Lunar imagination also runs through literature and speculative thought. In a 1969 notebook, speculative fiction writer and longtime Pasadena resident Octavia E. Butler documented the Apollo 11 moon landing as it unfolded on television, recording times, data, and astronaut Neil Armstrong’s first words from the lunar surface. Her later Parable series of novels begins on July 20, the date humans first walked on the moon.

The exhibition extends into photography and space exploration. Prints from the Observatoire de Paris’ Atlas photographique de la lune (Photographic Atlas of the Moon), produced between 1896 and 1910, represent one of the most ambitious lunar imaging projects of the era. A 1992 photographic mosaic made by NASA’s Galileo spacecraft shows the moon’s north pole, a region difficult to observe from Earth, while earlier Apollo-era materials document the carefully planned missions that made the first moon landing possible.

The Huntington, located near several of California’s leading scientific research hubs, holds extensive resources related to the history of astronomy, including archives and rare books from the Carnegie Observatories’ Mount Wilson Observatory Collection.

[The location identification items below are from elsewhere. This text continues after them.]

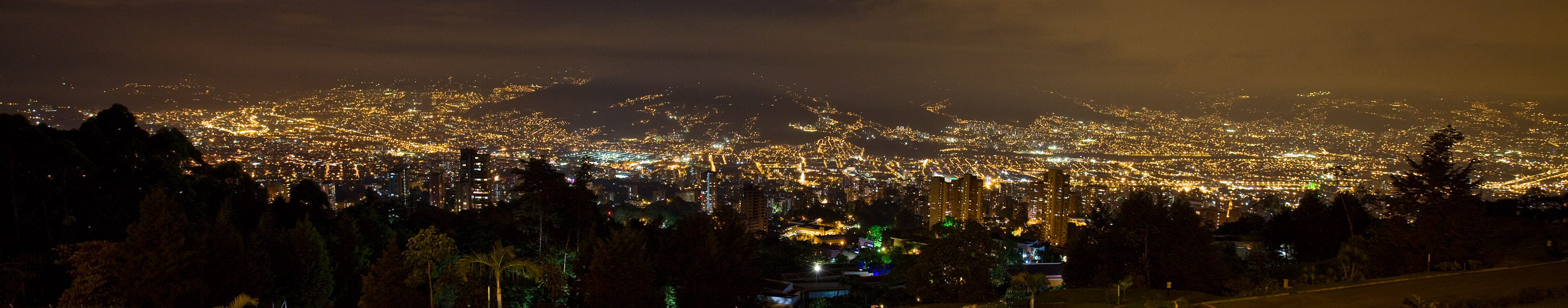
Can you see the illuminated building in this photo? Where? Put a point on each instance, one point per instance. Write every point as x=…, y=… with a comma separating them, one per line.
x=474, y=180
x=708, y=186
x=1049, y=205
x=959, y=198
x=399, y=181
x=438, y=189
x=754, y=206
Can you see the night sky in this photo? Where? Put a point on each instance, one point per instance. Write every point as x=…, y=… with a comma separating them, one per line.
x=998, y=52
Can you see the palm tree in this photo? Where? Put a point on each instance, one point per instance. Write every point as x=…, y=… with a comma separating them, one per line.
x=242, y=301
x=501, y=261
x=1031, y=282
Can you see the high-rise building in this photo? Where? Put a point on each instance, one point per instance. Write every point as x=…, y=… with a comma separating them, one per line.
x=436, y=189
x=474, y=180
x=1051, y=205
x=399, y=181
x=708, y=190
x=754, y=206
x=959, y=198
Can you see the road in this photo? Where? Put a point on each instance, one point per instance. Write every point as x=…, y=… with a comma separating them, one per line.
x=1438, y=288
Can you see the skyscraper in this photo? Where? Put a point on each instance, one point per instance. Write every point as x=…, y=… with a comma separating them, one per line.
x=754, y=206
x=959, y=198
x=1051, y=205
x=474, y=180
x=399, y=181
x=436, y=187
x=708, y=189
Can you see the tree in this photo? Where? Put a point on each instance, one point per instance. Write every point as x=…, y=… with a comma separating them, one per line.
x=428, y=253
x=92, y=264
x=241, y=302
x=1437, y=184
x=1440, y=194
x=501, y=263
x=620, y=272
x=386, y=285
x=1153, y=240
x=1032, y=282
x=311, y=282
x=161, y=257
x=957, y=267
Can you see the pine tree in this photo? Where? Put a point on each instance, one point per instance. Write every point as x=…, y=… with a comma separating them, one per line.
x=161, y=257
x=620, y=274
x=386, y=285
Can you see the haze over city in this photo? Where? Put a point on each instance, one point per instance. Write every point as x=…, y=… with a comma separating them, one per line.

“Stories from the Library”

The “Stories from the Library” exhibition series celebrates The Huntington’s world-class Library collections by presenting rare archival materials through new and unexpected thematic lenses.

Future iterations will explore such topics as early science and medicine, international relations, and reflections on mortality. The series will continue through 2029, coinciding with the transformation of The Huntington’s Library/Art Building.